How to show that for $r>0$ small enough, the sequences $(x_n)_n$ and $(y_n)_n$ defined by : $$ x_{n+1} = x_n -4r(x_n^3+y_n)\\ y_{n+1} = y_n -4r(y_n^3+x_n) $$ are converging for any inital condition $(x_0,y_0)\in \mathbb{R}^2$ ?
What I tried :
- it seems these recurrence relations can be obtained from a gradient descent with constant rate $r$ applied to the function $f(x,y)=x^4+y^4+4xy$. This function has two minima : $(-1,1)$ and $(1,-1)$ so one should expect these sequences to converge to these points depending on the initial condition (whether it's on one side of y=x or the other side). However to have convergence of gradient descent algorithm one requires $f$ to be an $\alpha$-convex function (this is not the case here since the eigenvalues of $\nabla^2 f$ may not be positive) and $\nabla f$ to be Lipschitz.
Let $p_n=(x_n,y_n)$ and $\|p_n\|=\max(|x_n|,|y_n|)$, it is not hard to show $\|p_{n+1}\|<\|p_n\|$ when $\|p_n\|\geq2$ and $r$ is small enough. Hence whenever $p_n$ goes beyond the boundary $\|p_n\|=2$ it will go back towards inside. Moreover, when $\|p_n\|\leq2$ the gradient $\nabla f(p_n)$ is bounded and therefore $\|p_{n+1}\|\leq3$ for small enough $r$. These two facts together imply that $p_n$ will eventually be trapped in $\|p_n\|\leq3$, which means $\nabla^2f$ is bounded during the entire iteration (where the bound only depends on the initial condition).
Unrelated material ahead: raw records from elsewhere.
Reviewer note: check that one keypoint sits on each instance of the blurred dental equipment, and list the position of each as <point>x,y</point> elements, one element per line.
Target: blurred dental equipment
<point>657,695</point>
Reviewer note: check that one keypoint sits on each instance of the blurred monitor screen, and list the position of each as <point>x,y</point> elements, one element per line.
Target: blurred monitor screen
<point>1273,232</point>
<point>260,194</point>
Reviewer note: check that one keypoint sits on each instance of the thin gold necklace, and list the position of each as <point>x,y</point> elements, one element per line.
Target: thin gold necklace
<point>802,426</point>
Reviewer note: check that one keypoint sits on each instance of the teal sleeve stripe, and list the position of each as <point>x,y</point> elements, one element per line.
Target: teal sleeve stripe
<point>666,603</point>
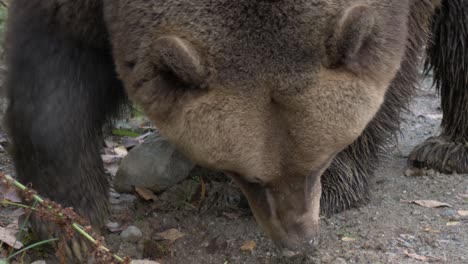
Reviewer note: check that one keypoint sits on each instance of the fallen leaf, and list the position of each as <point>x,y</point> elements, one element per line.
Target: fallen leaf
<point>463,213</point>
<point>115,227</point>
<point>17,213</point>
<point>110,144</point>
<point>231,215</point>
<point>108,158</point>
<point>430,203</point>
<point>171,235</point>
<point>146,194</point>
<point>453,223</point>
<point>144,262</point>
<point>431,230</point>
<point>121,151</point>
<point>13,196</point>
<point>129,142</point>
<point>8,236</point>
<point>216,244</point>
<point>348,239</point>
<point>111,168</point>
<point>416,256</point>
<point>248,245</point>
Let this bound be $L$, i.e. $\nabla^2f(p_n)\preceq LI$ for all $n$, then by Taylor expansion and the relation $p_{n+1}=p_n-r\nabla f(p_n)$ we have \begin{align*} f(p_{n+1})&=f(p_n)-r\|\nabla f(p_n)\|_{L_2}^2+\frac12r^2\big\langle\nabla f(p_n),\nabla^2f(\xi)\nabla f(p_n)\big\rangle\\[.5em] &\leq f(p_n)+\frac r2(rL-1)\|\nabla f(p_n)\|_{L_2}^2, \end{align*} where $\xi$ is on the line segment between $p_n$ and $p_{n+1}$ (thus $\nabla^2f(\xi)\preceq LI$). Choosing $r$ small enough, we can see $f(p_n)$ is strictly decreasing until $\nabla f(p_n)=0$, which is a guaranteed convergence since $f$ is bounded below.
In fact, this can be generalised to other examples, which is already discussed in hauau's answer.